Eurosport - Mo 19.Mai. 13:18:00 2008
Mit gewohnt spitzer Feder nimmt Eurosport-Kolumnist Rudi Brückner die Bundesliga unter die Lupe - dieses Mal zieht der Eurosport-Kolumnist eine Bilanz der abgelaufenen Saison und macht sich Gedanken über den Abschied der Bundesliga-Größen Oliver Kahn, Ottmar Hitzfeld und Markus Merk.
Am Ende einer Bundesliga-Saison fragen wir uns immer: Was hat sie gebracht? Nicht nur eine Arminia aus Bielefeld, die meisterlich den Klassenerhalt feierte und doch mit 34 Punkten am Ende der schlechteste "Verbleiber" aller Zeiten ist. Nicht nur mit Nürnberg einen direkten Pokalsieger-Absteiger, nicht nur mit Hoffenheim einen Regionalliga-direkt-Durchstarter in die erste Klasse, und nicht nur mit dem FC Bayern einen Start-Ziel-Meister. Nein, am Ende dieser Saison ist uns auch einiges genommen worden!
Olli, Ottmar und Markus zum Beispiel. Alle drei gehörten jahrelang zum Inventar des Fußballzirkus Bundesliga und jetzt sind sie weg. Ohne die Leidenschaft, den Ehrgeiz, das Draufgängertum, ohne den Kahnsinn eines Torwarts wie Oliver Kahn sollen wir nun in Zukunft auskommen?
Ohne mathematische Genauigkeit in der Vorbereitung, ohne Sprechblasen in der TV-Analyse, aber mit Akribie hinter verschlossenen Türen, ohne den erfolgreichsten deutschen Trainer aller Zeiten, ohne Ottmar Hitzfeld, sollen wir nun die nächste Saison durchleben?
Der Wind hat sich gedreht
Ohne auffällige, aber immer mit einem Augenzwinkern beginnende Spielleitung, ohne den dreimaligen Weltschiedsrichter des Jahres, ohne Markus Merk, sollen wir nun demnächst das Pfeifkonzert seiner Kollegen ertragen? Wir würden uns vielleicht daran gewöhnen, wenn sich alle drei mit Durchschnitt am Geschehen beteiligt hätten. Haben sie aber nicht! Alle drei in ihrer Art waren und sind Typen. Sie haben uns Freude, Ärger und jede Menge Unterhaltung und zwar auch im Sinne von Gesprächsstoff geliefert. Dafür müssen wir ihnen besonders danken! Wir haben großen Respekt vor ihren Leistungen und jetzt lassen sie uns einfach alleine mit der nächsten Bundesliga.

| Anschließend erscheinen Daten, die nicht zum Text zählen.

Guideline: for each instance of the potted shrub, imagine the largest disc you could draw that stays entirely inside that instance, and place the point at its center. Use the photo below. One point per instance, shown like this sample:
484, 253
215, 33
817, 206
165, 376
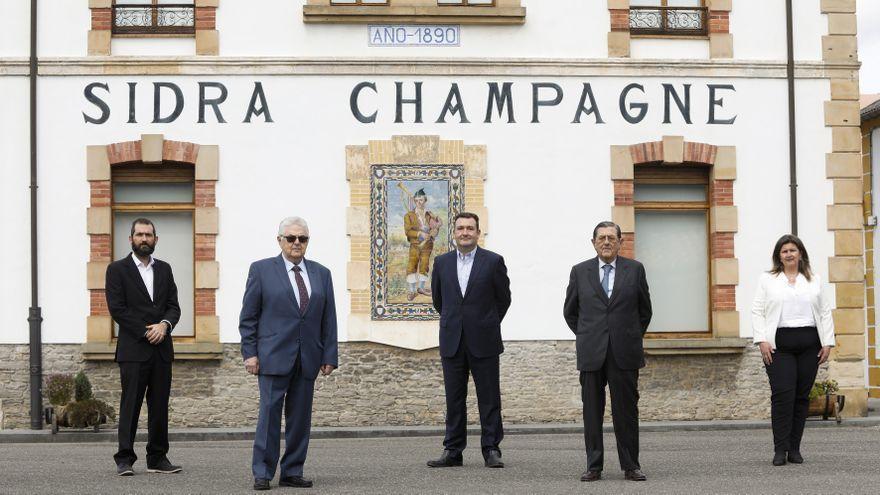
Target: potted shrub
85, 411
824, 400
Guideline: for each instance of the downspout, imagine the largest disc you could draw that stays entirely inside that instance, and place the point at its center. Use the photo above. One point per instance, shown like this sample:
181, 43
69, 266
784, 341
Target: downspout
35, 318
792, 131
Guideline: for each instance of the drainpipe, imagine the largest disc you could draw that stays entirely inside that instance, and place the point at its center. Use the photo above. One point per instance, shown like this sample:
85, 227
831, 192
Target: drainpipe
35, 318
792, 132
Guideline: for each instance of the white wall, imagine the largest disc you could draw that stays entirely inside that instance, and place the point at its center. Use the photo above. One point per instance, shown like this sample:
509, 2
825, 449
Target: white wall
297, 166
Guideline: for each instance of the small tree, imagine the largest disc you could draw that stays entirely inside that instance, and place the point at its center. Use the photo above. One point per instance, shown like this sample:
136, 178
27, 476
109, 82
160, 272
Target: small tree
82, 388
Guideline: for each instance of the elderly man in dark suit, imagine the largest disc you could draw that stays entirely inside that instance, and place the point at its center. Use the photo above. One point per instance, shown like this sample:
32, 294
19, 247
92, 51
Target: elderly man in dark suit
288, 336
471, 291
608, 307
142, 299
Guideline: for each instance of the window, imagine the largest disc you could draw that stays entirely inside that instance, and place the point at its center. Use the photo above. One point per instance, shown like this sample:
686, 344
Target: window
668, 17
165, 196
672, 241
153, 17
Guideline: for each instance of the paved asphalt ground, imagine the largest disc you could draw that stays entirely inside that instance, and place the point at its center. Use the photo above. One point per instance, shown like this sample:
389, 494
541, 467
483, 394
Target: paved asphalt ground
839, 460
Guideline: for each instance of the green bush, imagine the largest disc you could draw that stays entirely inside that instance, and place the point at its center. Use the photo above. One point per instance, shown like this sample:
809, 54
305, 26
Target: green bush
59, 389
82, 388
823, 388
87, 413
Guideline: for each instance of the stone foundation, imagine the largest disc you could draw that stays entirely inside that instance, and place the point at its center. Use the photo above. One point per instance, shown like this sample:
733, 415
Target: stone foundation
380, 385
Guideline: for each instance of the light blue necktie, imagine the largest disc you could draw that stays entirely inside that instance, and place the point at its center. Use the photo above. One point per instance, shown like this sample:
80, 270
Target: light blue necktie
607, 270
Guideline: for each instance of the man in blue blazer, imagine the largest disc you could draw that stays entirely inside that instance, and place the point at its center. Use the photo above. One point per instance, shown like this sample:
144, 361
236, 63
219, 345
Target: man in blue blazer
288, 335
471, 291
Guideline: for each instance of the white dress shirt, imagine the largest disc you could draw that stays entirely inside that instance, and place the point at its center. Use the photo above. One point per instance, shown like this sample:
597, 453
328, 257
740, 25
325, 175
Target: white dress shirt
796, 311
146, 272
610, 274
464, 263
292, 276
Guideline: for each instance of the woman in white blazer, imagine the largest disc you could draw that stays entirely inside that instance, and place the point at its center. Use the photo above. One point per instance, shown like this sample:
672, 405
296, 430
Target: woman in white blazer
791, 320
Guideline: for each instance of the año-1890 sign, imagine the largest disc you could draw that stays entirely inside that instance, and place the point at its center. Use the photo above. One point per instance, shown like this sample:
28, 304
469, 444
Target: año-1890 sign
407, 35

Viele sagen an dieser Stelle immer: Der Herr hat's gegeben, der Herr hat's genommen Diese drei sind uns nun genommen und die werden uns in dieser Form nicht mehr gegeben, zumindest auf absehbare Zeit nicht. Die eckigen und die kantigen, Typen eben - sie gibt es nicht mehr. Der gesellschaftliche Wind hat sich vor Jahren gedreht, mit dem Strom, nicht gegen den Strom, lautet die Lebensdevise. Der Fußball kann da keine Ausnahme sein, er ist ein Abbild der Gesellschaft, leider.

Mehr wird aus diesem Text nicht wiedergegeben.